Re: Not one but two
"BT engineers themselves are bloody good eggs"
The older ones with actual BPO experience are.
Younger ones are usually cowboys whose sole intent is to get in and out as quickly as possible. I've had several show up, plug in a test set, listen for dialtone and leave, marking the line as fixed - when the complaint was foreign battery on the line - and an immediate retest showed it was still faulty.
One of the older guys explained it thus:
BT allocate about 40 minutes onsite per fault. Faults are paid per item closed, not on time taken, therefore it's not in their economic interest to deal with "difficult" issues. Ditto with installations.

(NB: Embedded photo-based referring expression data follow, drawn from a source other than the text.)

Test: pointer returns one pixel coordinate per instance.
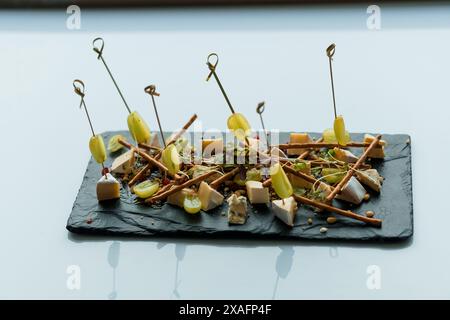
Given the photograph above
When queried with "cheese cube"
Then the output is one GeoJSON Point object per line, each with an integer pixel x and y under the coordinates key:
{"type": "Point", "coordinates": [123, 163]}
{"type": "Point", "coordinates": [108, 188]}
{"type": "Point", "coordinates": [303, 167]}
{"type": "Point", "coordinates": [209, 197]}
{"type": "Point", "coordinates": [177, 199]}
{"type": "Point", "coordinates": [344, 155]}
{"type": "Point", "coordinates": [257, 193]}
{"type": "Point", "coordinates": [237, 211]}
{"type": "Point", "coordinates": [298, 138]}
{"type": "Point", "coordinates": [285, 210]}
{"type": "Point", "coordinates": [211, 147]}
{"type": "Point", "coordinates": [352, 192]}
{"type": "Point", "coordinates": [376, 152]}
{"type": "Point", "coordinates": [370, 178]}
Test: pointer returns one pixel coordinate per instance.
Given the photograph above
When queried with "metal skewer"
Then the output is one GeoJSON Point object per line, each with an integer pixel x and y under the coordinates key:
{"type": "Point", "coordinates": [99, 51]}
{"type": "Point", "coordinates": [330, 53]}
{"type": "Point", "coordinates": [259, 110]}
{"type": "Point", "coordinates": [151, 90]}
{"type": "Point", "coordinates": [79, 88]}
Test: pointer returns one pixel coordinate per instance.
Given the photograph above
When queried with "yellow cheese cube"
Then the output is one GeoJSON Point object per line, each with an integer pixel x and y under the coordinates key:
{"type": "Point", "coordinates": [123, 163]}
{"type": "Point", "coordinates": [375, 152]}
{"type": "Point", "coordinates": [257, 193]}
{"type": "Point", "coordinates": [209, 197]}
{"type": "Point", "coordinates": [298, 138]}
{"type": "Point", "coordinates": [108, 188]}
{"type": "Point", "coordinates": [303, 167]}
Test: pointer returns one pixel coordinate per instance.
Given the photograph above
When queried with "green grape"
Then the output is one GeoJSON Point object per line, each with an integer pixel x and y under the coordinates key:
{"type": "Point", "coordinates": [97, 147]}
{"type": "Point", "coordinates": [146, 188]}
{"type": "Point", "coordinates": [192, 204]}
{"type": "Point", "coordinates": [341, 135]}
{"type": "Point", "coordinates": [253, 175]}
{"type": "Point", "coordinates": [113, 143]}
{"type": "Point", "coordinates": [171, 159]}
{"type": "Point", "coordinates": [239, 126]}
{"type": "Point", "coordinates": [280, 182]}
{"type": "Point", "coordinates": [332, 175]}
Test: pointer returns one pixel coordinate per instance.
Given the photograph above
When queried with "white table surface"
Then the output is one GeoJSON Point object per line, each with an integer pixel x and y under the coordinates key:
{"type": "Point", "coordinates": [394, 80]}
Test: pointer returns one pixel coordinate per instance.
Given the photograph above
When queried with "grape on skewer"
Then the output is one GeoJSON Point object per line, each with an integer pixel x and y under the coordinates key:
{"type": "Point", "coordinates": [137, 126]}
{"type": "Point", "coordinates": [108, 187]}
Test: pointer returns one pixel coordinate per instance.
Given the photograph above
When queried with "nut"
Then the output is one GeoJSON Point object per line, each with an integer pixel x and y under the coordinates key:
{"type": "Point", "coordinates": [370, 213]}
{"type": "Point", "coordinates": [331, 220]}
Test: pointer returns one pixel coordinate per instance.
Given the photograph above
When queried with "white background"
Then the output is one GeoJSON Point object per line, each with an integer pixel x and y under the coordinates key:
{"type": "Point", "coordinates": [394, 80]}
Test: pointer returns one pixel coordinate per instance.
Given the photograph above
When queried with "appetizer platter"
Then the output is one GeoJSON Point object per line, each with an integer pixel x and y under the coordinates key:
{"type": "Point", "coordinates": [329, 185]}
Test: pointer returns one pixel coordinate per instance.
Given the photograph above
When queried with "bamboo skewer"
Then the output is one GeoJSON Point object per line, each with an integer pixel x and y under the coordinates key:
{"type": "Point", "coordinates": [307, 152]}
{"type": "Point", "coordinates": [179, 187]}
{"type": "Point", "coordinates": [352, 170]}
{"type": "Point", "coordinates": [148, 158]}
{"type": "Point", "coordinates": [345, 213]}
{"type": "Point", "coordinates": [268, 182]}
{"type": "Point", "coordinates": [158, 155]}
{"type": "Point", "coordinates": [216, 183]}
{"type": "Point", "coordinates": [302, 175]}
{"type": "Point", "coordinates": [319, 145]}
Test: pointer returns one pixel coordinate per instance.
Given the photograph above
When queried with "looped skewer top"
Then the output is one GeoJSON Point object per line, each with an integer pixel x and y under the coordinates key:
{"type": "Point", "coordinates": [212, 66]}
{"type": "Point", "coordinates": [260, 108]}
{"type": "Point", "coordinates": [330, 50]}
{"type": "Point", "coordinates": [79, 90]}
{"type": "Point", "coordinates": [97, 49]}
{"type": "Point", "coordinates": [151, 90]}
{"type": "Point", "coordinates": [330, 53]}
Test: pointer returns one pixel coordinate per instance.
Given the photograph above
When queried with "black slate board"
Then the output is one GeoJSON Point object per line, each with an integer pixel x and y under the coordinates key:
{"type": "Point", "coordinates": [394, 206]}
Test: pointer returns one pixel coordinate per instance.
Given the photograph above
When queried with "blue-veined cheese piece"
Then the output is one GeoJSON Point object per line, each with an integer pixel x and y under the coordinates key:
{"type": "Point", "coordinates": [237, 210]}
{"type": "Point", "coordinates": [285, 210]}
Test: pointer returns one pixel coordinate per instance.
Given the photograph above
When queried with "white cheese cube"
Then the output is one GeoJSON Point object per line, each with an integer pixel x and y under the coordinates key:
{"type": "Point", "coordinates": [177, 198]}
{"type": "Point", "coordinates": [285, 210]}
{"type": "Point", "coordinates": [209, 197]}
{"type": "Point", "coordinates": [370, 178]}
{"type": "Point", "coordinates": [108, 188]}
{"type": "Point", "coordinates": [211, 147]}
{"type": "Point", "coordinates": [123, 163]}
{"type": "Point", "coordinates": [298, 138]}
{"type": "Point", "coordinates": [344, 155]}
{"type": "Point", "coordinates": [375, 152]}
{"type": "Point", "coordinates": [257, 193]}
{"type": "Point", "coordinates": [352, 192]}
{"type": "Point", "coordinates": [237, 211]}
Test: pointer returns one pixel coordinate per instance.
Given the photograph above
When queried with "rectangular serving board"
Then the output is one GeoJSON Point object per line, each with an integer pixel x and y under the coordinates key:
{"type": "Point", "coordinates": [394, 205]}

The end result is that it took 6 years(!!!!!!) to get a faulty drop cable between the building and street replaced. That took care of 90% of the problems I'm seeing, however the engineers feely admit both the street distribution cable (to the local distribution cab) and the trunk cable (cab to exchange) are both rotten - I've looked at them when cabs and covers were opened and they're lead-sheathed, paper-insulated items with markings indicating they were installed inthe early 1960s (I quit the telco industry in the late 80s and have more than enough experience to identify cabling. Then I spent the 90s in the ISP game...)
BTOR older engineeers state the usual way of trying to "fix" customer complaints is to simply swap lines around for the "least-bad" pair (which is what was done with my building drop cable until all 11 pairs failed). That simply gives another person the rotten one.
BT have repeatedly claimed to Ofcom there is no paper-insulated or aluminium cable "in their network" - attempts to dispute these claims with Ofcom have met with hostile responses, even wehen complainants have evidence.
I've been informed from a reliable source that the definitiion of "in their network" stops at the distribution cabinets. Street cables don't count. Nonetheless it'd be interesting to call the bluff of anyone making this claim and asking them to make it a statutory declaration in front of a judge. The penalties for perjury might just cause them to rethink the claim.
It's not just BT who need to be dealt with firmly on the abject failures of Openreach. Ofcom have shown themselves ot be entirely too credulous on BT claims even when conflicting evidence is available. Refusing to reinvestigate is hard to escalate when Ofcom's staff seem to be disinterested in rocking the boat.